Re: [boost] Interest in Unicode library for Boost?

23 Sep 2018

      On Sun, Sep 23, 2018 at 4:57 AM Andrey Semashev via Boost <
boost@lists.boost.org> wrote:
...
On 9/23/18 7:45 AM, Zach Laine via Boost wrote:
I think a Unicode library is very much needed in Boost.
Out of curiosity, it looks like you implemented Unicode algorithms
yourself. Why not use a specialized library, like ICU?
It's partly a question of the size of ICU, which is several megabytes,
whereas Boost.Text is only 1.2-2MB depending on your compiler.

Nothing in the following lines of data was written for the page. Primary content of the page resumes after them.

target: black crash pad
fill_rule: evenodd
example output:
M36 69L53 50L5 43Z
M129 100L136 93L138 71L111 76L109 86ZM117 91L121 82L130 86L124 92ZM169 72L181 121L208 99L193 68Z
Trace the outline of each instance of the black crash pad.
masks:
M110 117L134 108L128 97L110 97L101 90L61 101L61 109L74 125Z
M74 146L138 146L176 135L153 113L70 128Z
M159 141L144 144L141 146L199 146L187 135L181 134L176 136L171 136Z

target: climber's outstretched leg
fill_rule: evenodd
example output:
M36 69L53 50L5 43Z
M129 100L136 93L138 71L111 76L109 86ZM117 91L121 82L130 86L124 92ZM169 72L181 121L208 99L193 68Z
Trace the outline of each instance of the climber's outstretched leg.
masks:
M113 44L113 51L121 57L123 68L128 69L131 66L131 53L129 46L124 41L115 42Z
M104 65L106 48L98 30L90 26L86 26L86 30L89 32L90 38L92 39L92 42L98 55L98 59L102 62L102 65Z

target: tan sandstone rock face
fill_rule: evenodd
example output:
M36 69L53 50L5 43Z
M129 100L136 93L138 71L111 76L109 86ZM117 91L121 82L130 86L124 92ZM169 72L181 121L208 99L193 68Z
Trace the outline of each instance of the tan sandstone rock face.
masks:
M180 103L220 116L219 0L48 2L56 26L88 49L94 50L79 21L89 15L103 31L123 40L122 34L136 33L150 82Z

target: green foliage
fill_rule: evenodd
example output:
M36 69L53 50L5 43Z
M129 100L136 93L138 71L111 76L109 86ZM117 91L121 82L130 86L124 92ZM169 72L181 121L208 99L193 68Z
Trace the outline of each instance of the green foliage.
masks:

I built HEAD of ICU just now, and here are the resulting .so's:

-rwxrwxr-x 1 tzlaine tzlaine  26M Sep 23 10:29 ./lib/libicudata.so.62.1
-rwxrwxr-x 1 tzlaine tzlaine 3.6M Sep 23 10:28 ./lib/libicui18n.so.62.1
-rwxrwxr-x 1 tzlaine tzlaine  65K Sep 23 10:28 ./lib/libicuio.so.62.1
-rwxrwxr-x 1 tzlaine tzlaine  66K Sep 23 10:28 ./lib/libiculx.so.62.1
-rwxrwxr-x 1 tzlaine tzlaine 234K Sep 23 10:28 ./lib/libicutu.so.62.1
-rwxrwxr-x 1 tzlaine tzlaine 2.2M Sep 23 10:28 ./lib/libicuuc.so.62.1
-rwxrwxr-x 1 tzlaine tzlaine 5.3K Sep 23 10:28 ./stubdata/libicudata.so.62.1
-rwxrwxr-x 1 tzlaine tzlaine  83K Sep 23 10:28
./tools/ctestfw/libicutest.so.62.1

So, I don't know how many of those you need, but if you require data (and
you do!), 26MB is a lot.  Note that I put collation data into headers, so
your runtime memory footprint might be much larger than 1.2-2MB, but the
minimum requirement is still only that small.  Requiring the user to pay
more than this minimum is a classic "Don't pay for what you don't use"
violation.

Another thing is that ICU allocates memory all over the place, in some
cases needlessly.

ICU also has IMO a poor (too complicated and confusing) API; there are way
too many types and functions, and the types that are emphasized are often
the wrong ones, like UTF-16 strings.  The algorithms should be C++-style
algorithms if this is something we're going to standardize.

Zach